Jakarta, Sep 3: At least 45 people were killed and dozens were missing and feared dead after a magnitude 7.3 earthquake devastated the western part of Indonesia's Java island, officials and state media reported Thursday.
Officials said more than 18,000 homes were damaged in Wednesday's quake and more than 5,000 people were displaced in the hardest-hit areas.
Television footage showed residents cooking food in kitchens set up outside their homes to prepare pre-dawn meals before they began their daily fasts during the Islamic month of Ramzan.
Data released by the National Agency for Disaster Management showed the death toll stood at 45 by Thursday morning and more than 140 people were injured. The health ministry put the number of injured at 422.
Officials feared the death toll could rise as communications were restored to remote areas where electricity and telephone lines had been cut and news of more casualties comes in.
In Cianjur district, searches resumed Thursday morning for at least 46 people who were buried alive and feared dead after a landslide triggered by the quake covered a dozen homes and a mosque, media reports said.

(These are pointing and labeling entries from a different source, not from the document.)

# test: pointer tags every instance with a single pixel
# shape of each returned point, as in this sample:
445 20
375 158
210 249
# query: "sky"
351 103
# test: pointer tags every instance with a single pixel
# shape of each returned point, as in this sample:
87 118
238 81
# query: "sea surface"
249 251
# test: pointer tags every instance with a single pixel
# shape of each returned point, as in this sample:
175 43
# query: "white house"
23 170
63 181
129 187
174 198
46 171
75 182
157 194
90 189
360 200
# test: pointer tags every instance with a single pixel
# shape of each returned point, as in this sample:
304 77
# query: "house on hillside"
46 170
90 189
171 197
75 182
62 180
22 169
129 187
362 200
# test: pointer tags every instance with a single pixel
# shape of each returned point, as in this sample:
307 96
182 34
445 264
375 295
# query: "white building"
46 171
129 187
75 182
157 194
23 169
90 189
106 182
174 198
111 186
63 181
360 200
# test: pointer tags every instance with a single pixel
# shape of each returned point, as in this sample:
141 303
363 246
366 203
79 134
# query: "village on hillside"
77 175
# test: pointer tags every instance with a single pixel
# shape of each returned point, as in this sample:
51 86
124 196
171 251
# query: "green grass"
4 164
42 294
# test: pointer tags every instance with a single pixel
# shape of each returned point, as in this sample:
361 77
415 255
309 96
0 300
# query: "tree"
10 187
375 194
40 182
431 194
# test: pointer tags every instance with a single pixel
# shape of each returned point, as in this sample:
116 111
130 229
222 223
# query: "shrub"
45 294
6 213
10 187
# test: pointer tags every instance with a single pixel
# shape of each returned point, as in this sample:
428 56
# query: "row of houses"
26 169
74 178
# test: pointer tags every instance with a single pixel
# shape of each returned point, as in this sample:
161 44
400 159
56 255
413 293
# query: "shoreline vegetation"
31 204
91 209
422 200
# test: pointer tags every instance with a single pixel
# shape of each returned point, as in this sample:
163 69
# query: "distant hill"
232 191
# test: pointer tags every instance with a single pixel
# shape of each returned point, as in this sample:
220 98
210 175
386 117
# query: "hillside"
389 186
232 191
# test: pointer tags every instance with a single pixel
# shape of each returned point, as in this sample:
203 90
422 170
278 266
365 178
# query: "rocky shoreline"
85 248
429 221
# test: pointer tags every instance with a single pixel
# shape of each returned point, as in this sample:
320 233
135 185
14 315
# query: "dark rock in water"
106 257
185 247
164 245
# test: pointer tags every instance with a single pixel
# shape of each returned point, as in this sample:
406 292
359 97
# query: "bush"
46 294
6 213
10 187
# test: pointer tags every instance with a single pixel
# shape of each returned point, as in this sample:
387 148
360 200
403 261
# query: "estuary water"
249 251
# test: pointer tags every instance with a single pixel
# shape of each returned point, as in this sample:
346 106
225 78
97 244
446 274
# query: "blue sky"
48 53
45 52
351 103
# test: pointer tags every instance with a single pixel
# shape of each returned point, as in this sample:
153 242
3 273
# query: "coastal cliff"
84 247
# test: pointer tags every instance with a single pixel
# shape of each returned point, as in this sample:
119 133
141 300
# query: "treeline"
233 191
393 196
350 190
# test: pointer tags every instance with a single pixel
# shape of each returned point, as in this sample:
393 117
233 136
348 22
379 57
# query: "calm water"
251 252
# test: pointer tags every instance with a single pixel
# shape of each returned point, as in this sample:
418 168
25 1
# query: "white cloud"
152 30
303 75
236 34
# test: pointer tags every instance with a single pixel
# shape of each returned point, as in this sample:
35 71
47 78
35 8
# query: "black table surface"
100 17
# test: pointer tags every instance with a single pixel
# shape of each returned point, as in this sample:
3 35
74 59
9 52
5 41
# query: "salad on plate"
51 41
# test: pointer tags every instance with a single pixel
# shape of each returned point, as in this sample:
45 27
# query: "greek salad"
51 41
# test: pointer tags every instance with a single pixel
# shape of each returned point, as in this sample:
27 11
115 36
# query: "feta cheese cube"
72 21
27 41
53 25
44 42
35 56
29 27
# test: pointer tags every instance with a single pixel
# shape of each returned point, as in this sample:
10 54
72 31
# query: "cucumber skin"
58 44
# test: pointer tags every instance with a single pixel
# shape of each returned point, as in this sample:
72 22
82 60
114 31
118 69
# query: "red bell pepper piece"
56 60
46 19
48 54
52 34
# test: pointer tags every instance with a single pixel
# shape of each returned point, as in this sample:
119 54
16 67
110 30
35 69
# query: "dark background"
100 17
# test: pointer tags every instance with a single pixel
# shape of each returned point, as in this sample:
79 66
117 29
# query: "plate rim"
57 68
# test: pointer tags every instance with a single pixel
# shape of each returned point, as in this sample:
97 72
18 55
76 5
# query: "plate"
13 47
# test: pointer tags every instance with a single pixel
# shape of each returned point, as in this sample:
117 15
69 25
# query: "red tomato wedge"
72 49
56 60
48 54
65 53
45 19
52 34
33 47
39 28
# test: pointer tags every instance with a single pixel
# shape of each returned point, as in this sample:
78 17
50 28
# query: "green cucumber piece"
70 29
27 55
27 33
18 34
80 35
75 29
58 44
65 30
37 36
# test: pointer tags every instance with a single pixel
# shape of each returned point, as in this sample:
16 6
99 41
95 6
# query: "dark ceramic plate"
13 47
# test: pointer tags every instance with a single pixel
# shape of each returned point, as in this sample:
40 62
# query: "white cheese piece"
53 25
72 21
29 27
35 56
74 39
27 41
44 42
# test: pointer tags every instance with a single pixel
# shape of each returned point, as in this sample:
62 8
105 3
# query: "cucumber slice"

West Java governor Ahmad Heryawan was quoted as saying by the state-run Antara news agency late Wednesday that rescue teams, including the military and police, had been dispatched to provide emergency relief and save lives.
The quake also jolted the capital, Jakarta, shaking buildings and sending residents running out of their homes and high-rise office towers screaming in panic. A tsunami alert was issued but cancelled less than an hour later.
Officials said at least one person was killed and 27 injured in Jakarta, where the tremor caused cracks in some buildings and shattered windows.
The quake struck at 2.55 p.m. (0755 GMT) Wednesday with its epicentre 142 km south-west of Bandung, the capital of West Java. It was felt in areas as far as the resort island of Bali.
The US Geological Survey put the quake's magnitude at 7.
Indonesia, the world's largest archipelago nation, sits on the so-called Pacific Ring of Fire, which is prone to earthquakes and volcanic activity because continental plates meet there.
A magnitude 7.7 earthquake struck the southern coast of west Java in July 2006, killing more than 600 people and leaving tens of thousands homeless.
A major earthquake and subsequent tsunami also struck in December 2004, leaving more than 170,000 people dead or missing in Indonesia's Aceh province and half a million people homeless. About 230,000 people were killed in countries across the Indian Ocean in that tsunami and quake.